Ever wonder what your board members are talking about when you’re not in the room? While strategies for dealing with the recession and recovery have topped most board agendas recently, a new study of more than 100 board members conducted by the accounting and business advisory firm Eisner LLP identified other key areas of concern. “As the economy is starting to turn, we wanted to find out what boards are thinking about besides financial risk,” says Steven Kreit, a partner at Eisner and co-author of the study.
Respondents, half of whom identified themselves as audit-committee members, called regulatory compliance the most important area of risk management, with nearly two-thirds of board members saying they are most worried about keeping up with new regulations such as those from the Securities and Exchange Commission and the Financial Accounting Standards Board (see table below). Kreit cites the new proxy rules issued by the SEC as a hot topic — perhaps in part because the rules require public companies to disclose more information about board members’ qualifications.
Not surprisingly given the wave of corporate reputational disasters in the news lately, reputational risk ranked as directors’ next concern, with 54% of respondents calling it a key risk. “Boards are concerned about their companies’ reputations, but also their own reputations,” says Kreit. “More and more you see that when something happens at a company, people are saying, ‘Where was the board?'” Information technology risk, product risk, and risk due to fraud rounded out the list of most-critical risk-management areas.
Directors also weighed in on the strategic topics they discuss most frequently. Board meetings are covering a lot of territory, including the economic recovery, health-care reform, the environment, mergers and acquisitions, and global and competitive issues. Seventeen percent of board members said financial topics come up most frequently, a finding Kreit says has been backed up by his experience with clients. “When I started my career and first started sitting in on board meetings, directors weren’t as concerned with the accounting rules and how the rules would affect their companies,” he says. “There wasn’t as much interest in digging into the numbers more closely. Now, there are a lot more questions for the auditor and a lot more questions for the CFO.”
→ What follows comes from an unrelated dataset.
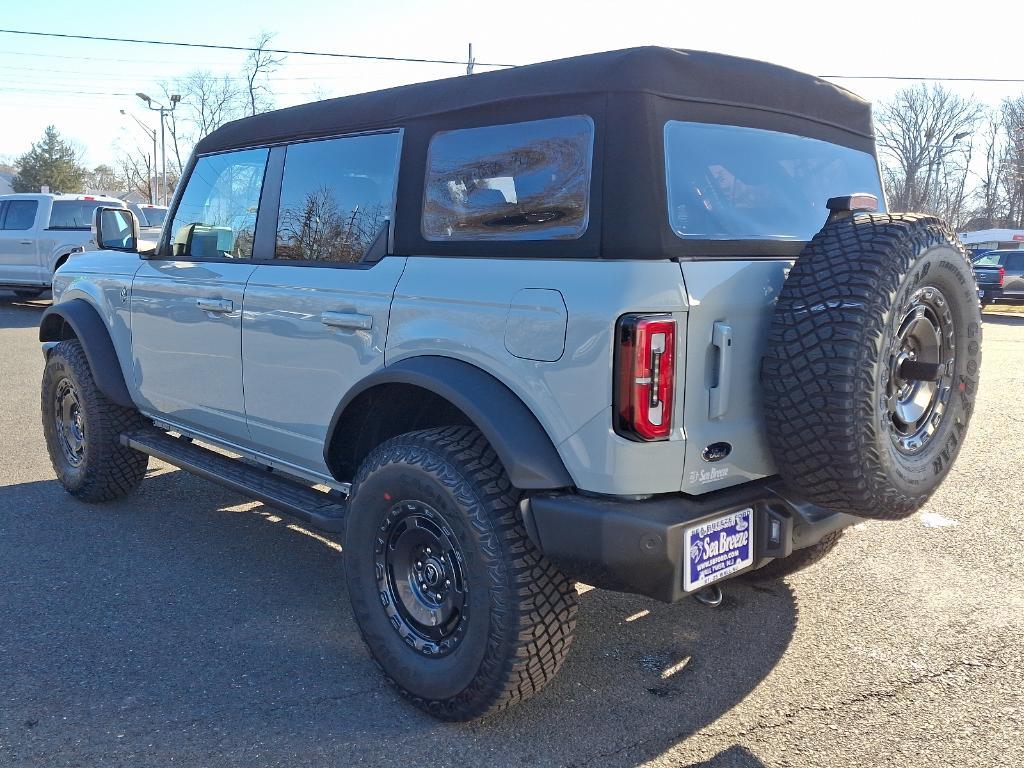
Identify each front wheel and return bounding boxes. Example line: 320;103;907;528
41;340;148;501
344;426;578;720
Eisner also asked board members about their management teams’ knowledge of a variety of financial topics, and found them surprisingly lacking in confidence. Just 26% of directors said they thought their executive management team had a solid understanding of how to begin implementing international financial reporting standards, and only 34% thought executives had a firm grasp of how to create financial models to provide the company with strategic direction. One can only assume they weren’t talking about their CFOs.